As I, and even other colleagues, have had conversations about therapy, we have noticed there are a couple of misunderstandings and assumptions that are generally made around it. Clarification about what to expect from mental health therapy is important to ensure a positive outcome.
Goal-Oriented Therapy Plan
Is important to understand that there is a difference between counseling and therapy. Even though with both (counseling and therapy) you can discuss what is going on in your life, what stressors you have, and anything that could Arise, in therapy, we are also focusing on your goals. Whatever difficulties or issues you may be facing, your provider will help with setting goals to improve and target these, as well as work towards a plan as to how to manage said difficulty.
As a patient, you should expect to leave any mental health provider’s office with a clear plan to improve the stressors and issues in mind. You should know the plan and if you don’t feel clear about it, ask your provider!

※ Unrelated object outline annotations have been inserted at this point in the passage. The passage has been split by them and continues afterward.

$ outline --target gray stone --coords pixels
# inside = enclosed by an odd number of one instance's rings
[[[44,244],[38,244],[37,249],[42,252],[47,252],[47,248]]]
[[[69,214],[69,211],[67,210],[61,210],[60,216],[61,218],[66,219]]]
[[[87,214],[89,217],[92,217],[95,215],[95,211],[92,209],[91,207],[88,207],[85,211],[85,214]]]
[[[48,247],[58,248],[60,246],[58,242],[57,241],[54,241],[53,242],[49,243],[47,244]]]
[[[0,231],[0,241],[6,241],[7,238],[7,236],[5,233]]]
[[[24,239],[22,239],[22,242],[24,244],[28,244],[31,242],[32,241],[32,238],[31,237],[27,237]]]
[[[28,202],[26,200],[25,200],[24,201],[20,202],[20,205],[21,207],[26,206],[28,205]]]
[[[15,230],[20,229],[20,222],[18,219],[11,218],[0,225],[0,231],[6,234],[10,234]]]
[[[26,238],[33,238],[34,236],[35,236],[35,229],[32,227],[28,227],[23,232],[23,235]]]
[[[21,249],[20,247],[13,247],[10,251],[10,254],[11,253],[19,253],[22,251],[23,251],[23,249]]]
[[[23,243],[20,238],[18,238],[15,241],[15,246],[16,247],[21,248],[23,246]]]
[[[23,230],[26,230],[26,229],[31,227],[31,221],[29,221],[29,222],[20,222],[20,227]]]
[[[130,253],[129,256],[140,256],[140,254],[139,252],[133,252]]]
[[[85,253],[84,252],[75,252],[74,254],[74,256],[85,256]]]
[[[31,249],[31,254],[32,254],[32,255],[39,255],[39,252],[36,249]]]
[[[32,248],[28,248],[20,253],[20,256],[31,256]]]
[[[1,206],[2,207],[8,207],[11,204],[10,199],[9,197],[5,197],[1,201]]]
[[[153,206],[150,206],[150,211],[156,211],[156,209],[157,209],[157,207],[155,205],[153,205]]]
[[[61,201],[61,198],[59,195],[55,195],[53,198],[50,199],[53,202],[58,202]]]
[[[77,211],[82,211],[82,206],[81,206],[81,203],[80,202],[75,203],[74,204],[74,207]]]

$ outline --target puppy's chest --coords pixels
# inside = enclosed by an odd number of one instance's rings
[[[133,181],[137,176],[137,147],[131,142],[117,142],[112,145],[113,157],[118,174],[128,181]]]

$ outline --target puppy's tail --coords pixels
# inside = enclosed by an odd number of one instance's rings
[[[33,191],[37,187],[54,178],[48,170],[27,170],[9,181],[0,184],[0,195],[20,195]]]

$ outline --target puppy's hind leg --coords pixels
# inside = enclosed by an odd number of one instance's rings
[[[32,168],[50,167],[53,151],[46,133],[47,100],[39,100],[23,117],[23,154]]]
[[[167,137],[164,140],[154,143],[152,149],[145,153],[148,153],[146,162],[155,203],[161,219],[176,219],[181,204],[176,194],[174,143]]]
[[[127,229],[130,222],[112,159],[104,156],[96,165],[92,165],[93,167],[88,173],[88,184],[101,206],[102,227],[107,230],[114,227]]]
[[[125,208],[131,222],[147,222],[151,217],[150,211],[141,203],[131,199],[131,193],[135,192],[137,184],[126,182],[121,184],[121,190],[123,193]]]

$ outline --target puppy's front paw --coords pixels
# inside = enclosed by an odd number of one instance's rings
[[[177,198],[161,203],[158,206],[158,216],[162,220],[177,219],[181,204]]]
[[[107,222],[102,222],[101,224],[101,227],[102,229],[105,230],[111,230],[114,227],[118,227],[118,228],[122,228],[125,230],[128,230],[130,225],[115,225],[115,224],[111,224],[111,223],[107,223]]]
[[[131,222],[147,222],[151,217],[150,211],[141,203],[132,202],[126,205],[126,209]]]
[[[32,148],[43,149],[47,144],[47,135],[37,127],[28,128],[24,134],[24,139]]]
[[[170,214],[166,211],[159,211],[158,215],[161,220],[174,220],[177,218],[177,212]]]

Ongoing Support and Partnership
Another necessary clarification about therapy is how often or for what period you need to attend. The misconception at times is that you may go 1 or 2 times and feel better. You might feel better after a visit with your provider, but it is necessary to continue attending to meet those goals you and your provider set in place.
You should expect to feel comfortable with your therapist but also be prepared for uncomfortable conversations. Sometimes difficult conversations must happen to get to the goal you have, but you should be comfortable working through it with your therapist and it will take time.

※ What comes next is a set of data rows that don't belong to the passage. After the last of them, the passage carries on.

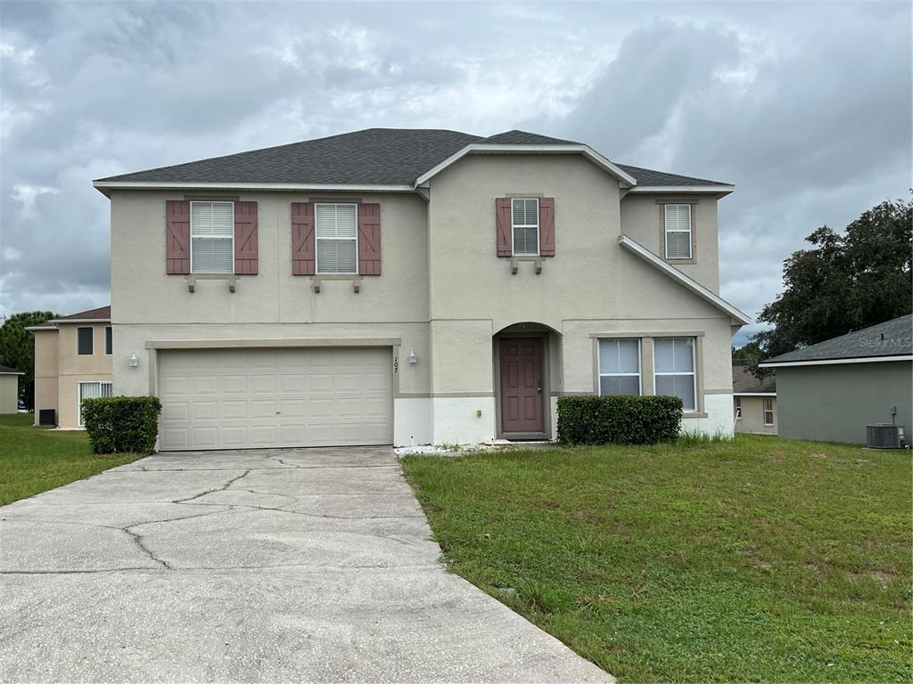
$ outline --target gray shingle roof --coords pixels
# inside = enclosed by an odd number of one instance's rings
[[[770,371],[767,371],[770,373]],[[765,375],[758,378],[750,370],[748,364],[732,364],[732,391],[736,394],[777,391],[777,378],[774,375]]]
[[[679,176],[675,173],[653,171],[652,169],[641,169],[639,166],[629,166],[627,164],[616,164],[618,168],[630,173],[637,179],[638,185],[729,185],[729,183],[719,182],[719,181],[708,181],[705,178],[694,178],[693,176]]]
[[[488,138],[436,129],[366,129],[289,145],[100,178],[99,181],[315,183],[411,185],[415,179],[472,142],[566,145],[573,140],[525,130]],[[689,176],[619,164],[638,185],[719,184]]]
[[[111,317],[111,307],[100,306],[97,309],[88,309],[86,311],[79,311],[76,314],[70,314],[69,316],[61,316],[59,318],[55,318],[52,323],[57,323],[58,321],[86,321],[86,320],[110,320]]]
[[[803,349],[781,354],[762,363],[767,365],[899,356],[913,358],[913,314],[819,342]]]

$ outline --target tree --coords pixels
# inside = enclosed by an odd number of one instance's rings
[[[785,288],[761,309],[758,333],[769,358],[910,313],[913,203],[884,202],[839,234],[826,225],[783,262]]]
[[[26,328],[57,317],[50,311],[28,311],[5,316],[0,326],[0,365],[25,373],[19,376],[19,395],[27,409],[35,405],[35,340]]]

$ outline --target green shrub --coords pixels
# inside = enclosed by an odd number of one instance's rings
[[[682,421],[677,397],[560,397],[558,440],[564,444],[672,441]]]
[[[152,453],[161,411],[157,397],[82,400],[82,420],[95,453]]]

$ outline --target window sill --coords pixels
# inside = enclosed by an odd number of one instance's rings
[[[184,277],[187,281],[187,292],[196,291],[197,280],[227,280],[228,292],[235,292],[237,286],[237,275],[233,273],[192,273]]]
[[[310,278],[310,286],[314,290],[314,294],[318,295],[324,280],[351,280],[352,292],[358,294],[362,291],[362,279],[363,277],[358,274],[316,274]]]
[[[539,275],[539,274],[540,274],[542,272],[542,257],[541,256],[534,256],[534,255],[531,255],[531,254],[530,255],[527,255],[527,256],[516,256],[515,255],[515,256],[511,256],[510,257],[510,275],[517,275],[517,272],[519,270],[519,263],[521,261],[533,262],[536,264],[535,268],[536,268],[536,275]]]

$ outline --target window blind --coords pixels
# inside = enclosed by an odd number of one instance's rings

If you are feeling that you are not getting anything out of therapy or are bored, that may be a cue to change something. After at least 3 months or about 6 visits with your provider, if you don’t feel like you are making progress, talk to your provider to see how you can adjust your plan or be referred to a provider that might better fit your needs.
Think about therapy as a car. You are in the driver’s seat! You must crank it, put it in drive, steer it, brake, and accelerate to get where you want to go. Therapy is a learning process for you to realize yourself – discovering what makes you better and what makes you worse. It gives you tools to get you to a better place.